Bij de ratificatie van het verdrag hebben wij het als Kamer uitgebreid gehad over de vraag: wel of geen MER? In het kader van de WVO-vergunning is indertijd een uitgebreide voorbereidingsprocedure gevolgd, die inhoudelijk overeenkwam met de MER-procedure, maar in formeel opzicht niet aan alle vereisten voldeed. De Europese Commissie was desalniettemin van oordeel dat de voorbereiding voldoende was. Mijn fractie vindt het dan ook niet zinvol om de discussie over wel of geen MER op te rakelen.

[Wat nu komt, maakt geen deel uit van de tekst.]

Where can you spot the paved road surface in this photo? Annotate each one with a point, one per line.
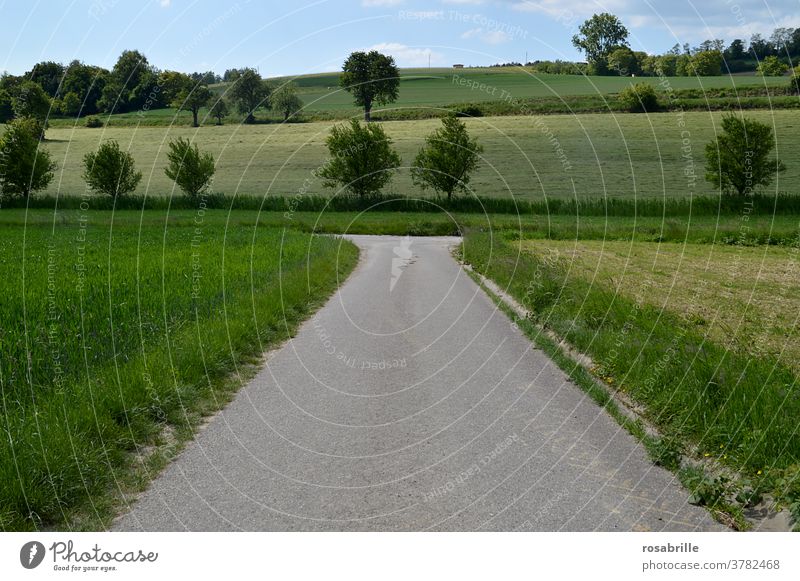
(410, 403)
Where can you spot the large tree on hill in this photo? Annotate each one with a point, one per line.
(738, 160)
(371, 77)
(49, 75)
(598, 37)
(31, 102)
(250, 92)
(132, 85)
(448, 158)
(25, 166)
(87, 82)
(284, 100)
(191, 96)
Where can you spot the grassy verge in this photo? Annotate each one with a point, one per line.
(729, 405)
(725, 229)
(757, 204)
(118, 332)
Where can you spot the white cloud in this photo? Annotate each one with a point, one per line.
(375, 3)
(487, 36)
(407, 56)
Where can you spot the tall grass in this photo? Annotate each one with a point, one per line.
(761, 204)
(739, 407)
(110, 332)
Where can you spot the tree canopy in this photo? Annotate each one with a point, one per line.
(598, 37)
(371, 77)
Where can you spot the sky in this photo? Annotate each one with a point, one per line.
(307, 36)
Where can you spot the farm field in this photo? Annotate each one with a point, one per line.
(702, 347)
(440, 87)
(119, 333)
(590, 155)
(744, 298)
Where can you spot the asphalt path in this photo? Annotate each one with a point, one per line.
(410, 402)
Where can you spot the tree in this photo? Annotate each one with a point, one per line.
(772, 66)
(738, 160)
(25, 166)
(447, 159)
(371, 78)
(192, 99)
(362, 158)
(623, 61)
(191, 170)
(707, 63)
(285, 100)
(47, 75)
(132, 84)
(639, 98)
(219, 110)
(600, 35)
(6, 106)
(172, 84)
(31, 101)
(111, 171)
(667, 65)
(70, 104)
(794, 82)
(87, 82)
(736, 50)
(759, 47)
(250, 92)
(781, 40)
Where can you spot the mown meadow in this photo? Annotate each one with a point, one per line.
(119, 332)
(528, 158)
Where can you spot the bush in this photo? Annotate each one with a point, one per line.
(25, 166)
(362, 159)
(110, 170)
(191, 170)
(639, 98)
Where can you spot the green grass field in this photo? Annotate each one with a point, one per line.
(117, 335)
(701, 338)
(565, 156)
(746, 299)
(442, 86)
(428, 93)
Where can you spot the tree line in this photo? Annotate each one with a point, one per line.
(133, 84)
(603, 39)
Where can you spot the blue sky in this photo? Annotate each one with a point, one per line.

Tegenover deze overwegingen die het wetsvoorstel onderbouwen, staan enkele punten die een positieve beoordeling bemoeilijken. Ik wil er daarvan twee bespreken. In het wetsvoorstel wordt de wetgever feitelijk in de plaats gesteld van de onderscheiden bestuursorganen die volgens de geldende wetgeving het vergunningverlenend gezag zijn. In de voorbereiding van het wetsvoorstel is hiervoor reeds aandacht gevraagd. De minister heeft erop geantwoord met de stelling dat weliswaar de gang naar de bestuursrechter is afgesloten, maar dat de gewone rechter bevoegd blijft om kennis te nemen van geschillen die hun oorsprong vinden in bezwaren tegen het gebruik van een vergunning. Zijn wij dan echter niet te laat? Is het kwaad dan al niet geschied? Begrijp mij goed, de fractie van de PvdA is geen voorstander van het koste wat het kost instandhouden van allerlei procedures. Wij zien best in dat de overheid de ruimte moet hebben om er in zeer bijzondere gevallen, met een streep onder "zeer", enigszins van af te wijken. Het gaat ons erom dat de doelstelling achter een administratieve rechtsgang, namelijk het bieden van rechtsbescherming aan belanghebbenden voordat een besluit van overheidswege van kracht wordt, anders dan bij noodwetten als de Deltawet grote rivieren volledig ontbreekt. Het antwoord van de minister in de nota naar aanleiding van het verslag doet aan die constatering niet af. Zij suggereert dat sprake is van een volledige rechtsbescherming. Ik ben daar nog niet van overtuigd en vraag de minister om ons op dit punt van een nadere verduidelijking te voorzien.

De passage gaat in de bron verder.